Z powodu ostrzału wojsk rosyjskich elektrownia jądrowa w Zaporożu jest całkowicie pozbawiona zasilania. Paliwo do pracy generatorów diesla w trybie całkowitego odłączenia ZNPP pozostawia się na 15 dni. O tym Zgłoszone serwis prasowy NNEGC „Energoatom”.
Według ministerstwa 2 listopada w wyniku ostrzału uszkodzone zostały dwie ostatnie linie komunikacyjne wysokonapięciowej elektrowni jądrowej w Zaporożu z ukraińskim systemem elektroenergetycznym. O 23:04 stacja przełączyła się w tryb całkowitego wyłączenia zasilania. Włączono wszystkie 20 generatorów diesla.

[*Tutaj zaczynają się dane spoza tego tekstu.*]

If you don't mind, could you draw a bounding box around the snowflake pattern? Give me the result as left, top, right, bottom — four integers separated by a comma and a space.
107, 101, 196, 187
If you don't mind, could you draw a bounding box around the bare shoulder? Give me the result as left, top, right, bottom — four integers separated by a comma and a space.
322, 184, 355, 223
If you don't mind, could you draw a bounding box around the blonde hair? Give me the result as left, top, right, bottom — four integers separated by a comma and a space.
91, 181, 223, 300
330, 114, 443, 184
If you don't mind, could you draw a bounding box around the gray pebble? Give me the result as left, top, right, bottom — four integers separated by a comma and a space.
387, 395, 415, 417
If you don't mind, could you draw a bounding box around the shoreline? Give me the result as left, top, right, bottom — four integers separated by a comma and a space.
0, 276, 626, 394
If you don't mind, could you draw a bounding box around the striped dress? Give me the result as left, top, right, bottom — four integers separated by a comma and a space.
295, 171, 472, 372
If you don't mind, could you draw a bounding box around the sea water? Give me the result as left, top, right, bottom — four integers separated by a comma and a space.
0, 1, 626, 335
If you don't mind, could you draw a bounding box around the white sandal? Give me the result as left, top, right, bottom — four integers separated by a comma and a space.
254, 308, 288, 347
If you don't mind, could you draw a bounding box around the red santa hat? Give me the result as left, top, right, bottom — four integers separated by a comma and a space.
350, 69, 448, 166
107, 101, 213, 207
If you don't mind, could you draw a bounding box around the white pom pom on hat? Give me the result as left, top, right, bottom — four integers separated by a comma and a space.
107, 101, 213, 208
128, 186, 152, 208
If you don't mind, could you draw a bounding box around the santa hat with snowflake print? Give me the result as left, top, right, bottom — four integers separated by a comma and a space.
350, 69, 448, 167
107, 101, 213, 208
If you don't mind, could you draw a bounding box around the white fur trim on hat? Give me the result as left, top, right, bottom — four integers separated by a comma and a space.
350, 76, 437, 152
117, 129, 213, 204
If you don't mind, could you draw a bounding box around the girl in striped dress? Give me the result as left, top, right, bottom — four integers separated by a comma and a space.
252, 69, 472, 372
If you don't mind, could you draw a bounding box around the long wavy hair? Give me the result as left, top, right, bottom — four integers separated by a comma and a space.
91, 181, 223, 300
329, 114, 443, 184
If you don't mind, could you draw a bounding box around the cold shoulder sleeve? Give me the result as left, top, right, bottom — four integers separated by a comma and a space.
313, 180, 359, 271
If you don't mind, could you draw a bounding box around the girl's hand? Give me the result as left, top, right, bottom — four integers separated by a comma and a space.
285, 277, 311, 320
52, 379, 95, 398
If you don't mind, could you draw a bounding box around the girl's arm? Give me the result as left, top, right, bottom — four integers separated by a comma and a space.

Obecnie zoptymalizowany jest schemat zaspokajania potrzeb własnych ZNPP, w eksploatacji pozostaje 9 generatorów diesla. Bloki energetyczne nr 5 i 6 są przekształcane w stan zimny.
Paliwo do pracy generatorów diesla w trybie całkowitego odłączenia ZNPP pozostawia się na 15 dni. Odliczanie się rozpoczęło – podkreślił Energoatom.
„Ze względu na okupację stacji i ingerencję przedstawicieli Rosatomu w jej prace, zdolność strony ukraińskiej do utrzymania ZNPP w reżimie bezpieczeństwa jest znacznie ograniczona” – podkreślił NNEGC.
Ministerstwo po raz kolejny zaapelowało do społeczności międzynarodowej o „natychmiastowe podjęcie działań na rzecz szybkiej demilitaryzacji ZNPP, wycofania wszystkich wojsk rosyjskich z terytorium stacji i miasta Enerhodar oraz przywrócenia elektrowni jądrowej w Zaporożu pod pełną kontrolę Ukrainy w imię bezpieczeństwa całego świata”.
Przypomnijmy, że Rosjanie zajęli ZNPP 4 marca. Sytuacja w ZNPP jest w centrum uwagi od początku sierpnia, kiedy rosyjskie wojsko rozpoczęło ostrzał stacji. Rosja odrzuca wezwania do demilitaryzacji elektrowni atomowej pod pretekstem, że powinna „chronić” ją przed prowokacjami i oskarża o ostrzał Ukrainy. Ukraina straciła ponad 28 mld hrywien z powodu okupacji ZNPP.